With proper attention to setting up, temperature of liquor loft, coloring and distilling, and above all cleanliness, Queensland distillers will attain a like result. Their first shipments will either make or mar their future prospects of success. Their first object then should be to find out what is required by the market they intend to try, and having ascertained this it almost entirely lies with themselves whether they will have to withdraw from, or become successful competitors in the great markets of the world.


[An interesting remark from another issue. We see that darker rum was valued for its ability to vat with other lighter colored rums.]

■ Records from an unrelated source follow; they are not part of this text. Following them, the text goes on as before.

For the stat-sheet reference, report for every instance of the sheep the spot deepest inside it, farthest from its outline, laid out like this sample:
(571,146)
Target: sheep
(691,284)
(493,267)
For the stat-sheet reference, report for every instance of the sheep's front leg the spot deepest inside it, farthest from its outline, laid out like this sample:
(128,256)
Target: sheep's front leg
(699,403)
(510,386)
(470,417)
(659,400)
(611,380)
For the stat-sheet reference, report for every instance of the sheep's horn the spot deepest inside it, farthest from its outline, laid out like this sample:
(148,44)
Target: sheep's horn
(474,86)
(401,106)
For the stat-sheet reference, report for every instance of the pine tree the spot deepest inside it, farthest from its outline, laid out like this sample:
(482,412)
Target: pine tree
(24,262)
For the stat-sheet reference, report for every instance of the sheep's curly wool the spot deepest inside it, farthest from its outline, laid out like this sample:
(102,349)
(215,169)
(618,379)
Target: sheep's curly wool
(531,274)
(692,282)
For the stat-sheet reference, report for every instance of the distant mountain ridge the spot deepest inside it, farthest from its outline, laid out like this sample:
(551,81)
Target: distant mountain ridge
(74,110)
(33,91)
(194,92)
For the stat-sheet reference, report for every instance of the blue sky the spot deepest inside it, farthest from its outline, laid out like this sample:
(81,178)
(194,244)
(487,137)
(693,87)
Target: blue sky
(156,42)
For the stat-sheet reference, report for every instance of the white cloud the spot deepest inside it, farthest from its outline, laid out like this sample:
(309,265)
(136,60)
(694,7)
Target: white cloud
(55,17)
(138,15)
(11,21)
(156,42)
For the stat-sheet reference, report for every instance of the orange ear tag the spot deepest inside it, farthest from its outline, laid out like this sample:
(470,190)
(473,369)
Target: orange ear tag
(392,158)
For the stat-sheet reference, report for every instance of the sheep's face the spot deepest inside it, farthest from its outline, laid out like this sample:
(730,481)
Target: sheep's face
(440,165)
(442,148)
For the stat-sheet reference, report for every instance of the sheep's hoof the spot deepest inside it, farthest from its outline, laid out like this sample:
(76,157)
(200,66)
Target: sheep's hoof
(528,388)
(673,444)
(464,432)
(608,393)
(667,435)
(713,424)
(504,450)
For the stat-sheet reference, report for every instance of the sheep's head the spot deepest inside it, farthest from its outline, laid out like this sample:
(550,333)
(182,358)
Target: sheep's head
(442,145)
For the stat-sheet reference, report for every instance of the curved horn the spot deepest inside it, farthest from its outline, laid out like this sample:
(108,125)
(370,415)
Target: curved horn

Next to strength, color is the great desideratum and here it is that some at least of the rum recently shipped has come to grief. Buyers desire “a full good dark” color, which is scarce and required for vatting with light colored West Indian sorts. As in dealing with all produce, buyers’ tastes should be constantly and carefully studied and even in the matter of packages the London buyers have their fancies. They object to brandy hogsheads or quarter casks, and prefer beer barrels and hogsheads, and then whiskey hogsheads and quarter casks. When attention has been paid to the above details Queenslanders may hope to relieve their own congested markets and profit thereby in two directions—at home and abroad. Owing to the variations in London prices it may be required at times to hold considerable stocks, but the relief, present and prospective, of knowing that we have a sure, if intermittent, outlet for our rum should lead to the expansion of the industry and consequently a more profitable sale for one of the great bye-products of the sugar industry.